Re: [PATCH 2/2] sched/eevdf: Use sched_attr::sched_runtime to set request/slice suggestion

From: Qais Yousef
Date: Tue Sep 19 2023 - 20:45:50 EST


On 09/20/23 00:37, Peter Zijlstra wrote:
> On Tue, Sep 19, 2023 at 11:07:08PM +0100, Qais Yousef wrote:
> > On 09/15/23 14:43, peterz@xxxxxxxxxxxxx wrote:
> > > Allow applications to directly set a suggested request/slice length using
> > > sched_attr::sched_runtime.
> >
> > I'm probably as eternally confused as ever, but is this going to be the latency
> > hint too? I find it hard to correlate runtime to latency if it is.
>
> Yes. Think of it as if a task has to save up for it's slice. Shorter
> slice means a shorter time to save up for the time, means it can run
> sooner. Longer slice, you get to save up longer.

Okay, so bias toward latency (short runtime) or throughput (long runtime).

I revisited the paper and can appreciate the importance of the term 'request'
in here.

Is the 95%+ confidence part really mandatory? I can easily see runtime swings
between 2-4ms over a trace for example. Should this task request 4ms as runtime
then? If we request 2ms but we ended up needing 4ms, IIUC we'll be preempted
after 2ms as that's what we requested, right?

What is the penalty for lying if we request 4ms but end up needing 2ms?

> Some people really want longer slices to reduce cache trashing or
> held-lock-preemption like things. Oracle, Facebook, or virt thingies.
>
> Other people just want very short activations but wants them quickly.

Is 3-5ms in the very short region? I think that's the average I see. There are
longer, and shorter, but nothing 'crazy' long.

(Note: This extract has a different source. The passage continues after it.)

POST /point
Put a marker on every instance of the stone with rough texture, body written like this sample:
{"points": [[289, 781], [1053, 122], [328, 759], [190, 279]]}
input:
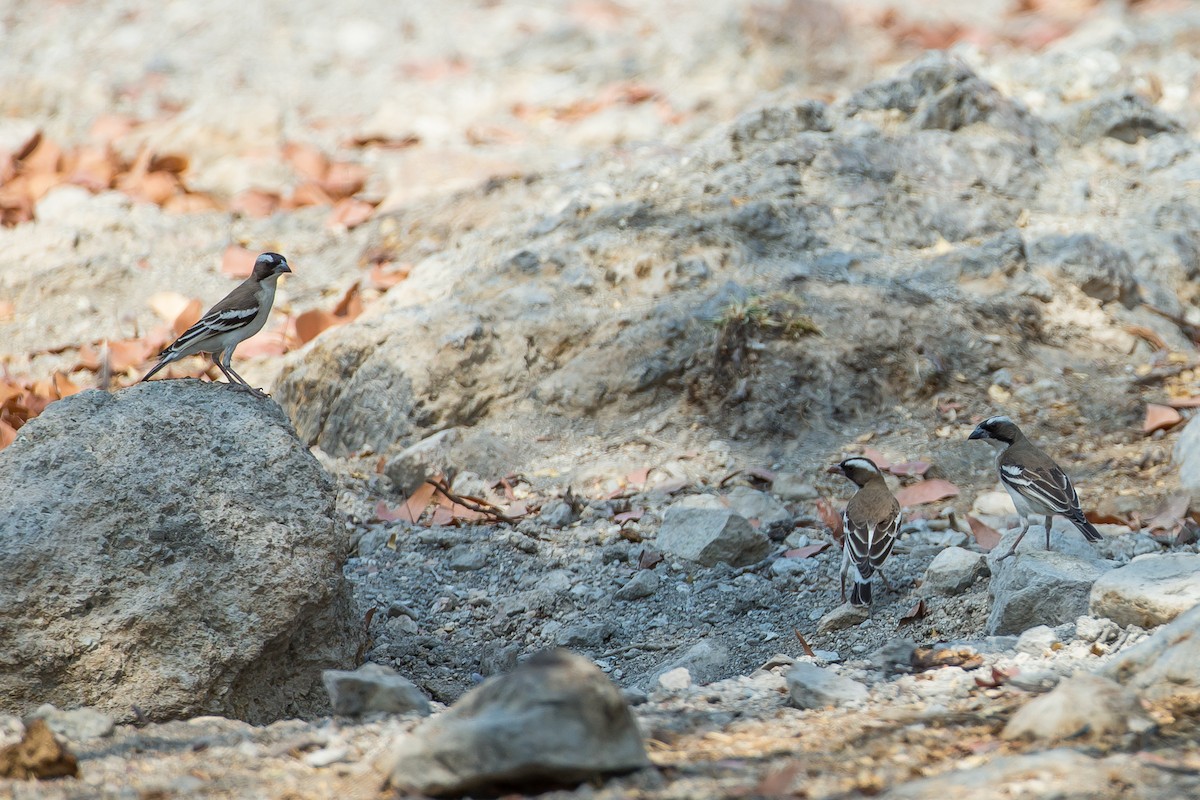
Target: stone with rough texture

If we have a bunch of very short tasks stuck on the same rq; IIUC the ones that
actually requested the shorter slice should win as the other will still have
sysctl_sched_base_slice as their request, hence the deadline will seem further
away in spite of not consuming their full slice. And somehow lag will sort
itself to ensure fairness if there were too many wake ups of short-request
tasks (latency wakeup storm).

With this interface it'd be sort of compulsory for users to keep their latency
sensitive tasks short; which maybe is a good thing. The question is how short
do they have to be. Is there a number that can be exposed or deduced/calculated
to help identify/advise users to stay within?

Silly question, do you think this interface is transferable if we move away
from EEVDF in the future for whatever reason? I feel I have to reason about how
EEVDF works to use it, which probably was my first stumbling point as I was
thinking in a more detached/abstract manner.

Sorry, too many questions..


Thanks!

--
Qais Yousef